Jérémie revient à Saint Martial pour l’enterrement de son ancien patron boulanger. Il s’installe quelques jours chez Martine, sa veuve. Cependant, entre une disparition étrange, un voisin menaçant et un abbé aux intentions singulières, son court séjour prend une tournure inattendue…

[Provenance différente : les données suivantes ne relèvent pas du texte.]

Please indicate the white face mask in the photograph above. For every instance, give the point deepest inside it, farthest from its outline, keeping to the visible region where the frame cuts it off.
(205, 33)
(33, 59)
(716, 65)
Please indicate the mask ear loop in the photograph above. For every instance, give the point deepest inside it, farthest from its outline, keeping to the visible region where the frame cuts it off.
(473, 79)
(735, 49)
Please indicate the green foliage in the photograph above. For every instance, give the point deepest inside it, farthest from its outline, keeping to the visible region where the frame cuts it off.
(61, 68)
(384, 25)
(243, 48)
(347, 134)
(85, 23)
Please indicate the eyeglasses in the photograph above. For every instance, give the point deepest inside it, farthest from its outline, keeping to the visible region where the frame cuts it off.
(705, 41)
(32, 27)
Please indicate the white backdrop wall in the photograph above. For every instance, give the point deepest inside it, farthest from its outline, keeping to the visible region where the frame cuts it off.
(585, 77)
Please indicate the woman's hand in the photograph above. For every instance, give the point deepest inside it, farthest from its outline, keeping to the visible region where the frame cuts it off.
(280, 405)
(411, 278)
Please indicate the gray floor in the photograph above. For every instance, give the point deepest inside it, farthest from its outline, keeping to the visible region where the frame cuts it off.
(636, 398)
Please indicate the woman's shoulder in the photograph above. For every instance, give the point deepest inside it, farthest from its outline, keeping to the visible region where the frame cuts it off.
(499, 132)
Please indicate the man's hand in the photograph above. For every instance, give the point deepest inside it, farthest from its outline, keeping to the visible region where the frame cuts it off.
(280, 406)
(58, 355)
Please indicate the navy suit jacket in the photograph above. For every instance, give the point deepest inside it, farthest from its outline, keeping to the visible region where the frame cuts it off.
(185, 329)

Depuis L’Inconnu du Lac, le cinéaste Alain Guiraudie trace sa route dans le cinéma français avec une aisance tranquille, produisant des films toujours aussi décalés et inclassables. Ce Miséricorde n’échappe pas à cette qualification puisque il navigue entre drame familial, thriller rural, et se fend même de passages proches de la comédie. Ce 7ème opus, de nouveau situé dans l’Aveyron (sa région de coeur), interroge les notions de pêché, de désir (souvent non partagé), de jalousie, élaborées dans un scénario déroutant, conduit comme un polar, la « tension » en moins. Des situations un peu « dingues », un ton surprenant font tout le sel de ce script subversif, mais jamais de façon ostentatoire. Contrairement à ses précédents films, le sexe n’est jamais montré ici, plutôt évoqué dans les conversations (l’air de rien), l’attirance homosexuelle dépeinte dans un quotidien sans histoires et presque banal. Ironique, amoral, Miséricorde met en scène un jeune héros insaisissable, sans dilemmes moraux, ce qui suscite étonnement et surprise. Grâce à sa mise en scène aérée et tranquille, Guiraudie nous entraine dans des chemins interdits, où ce sont les curés qui vont à confesse! L’aspect policier est contrebalancé par un humour discret, adouci par les plans (nombreux) de la Nature, des forêts où l’on cueille autant les champignons que l’on enfouit les cadavres.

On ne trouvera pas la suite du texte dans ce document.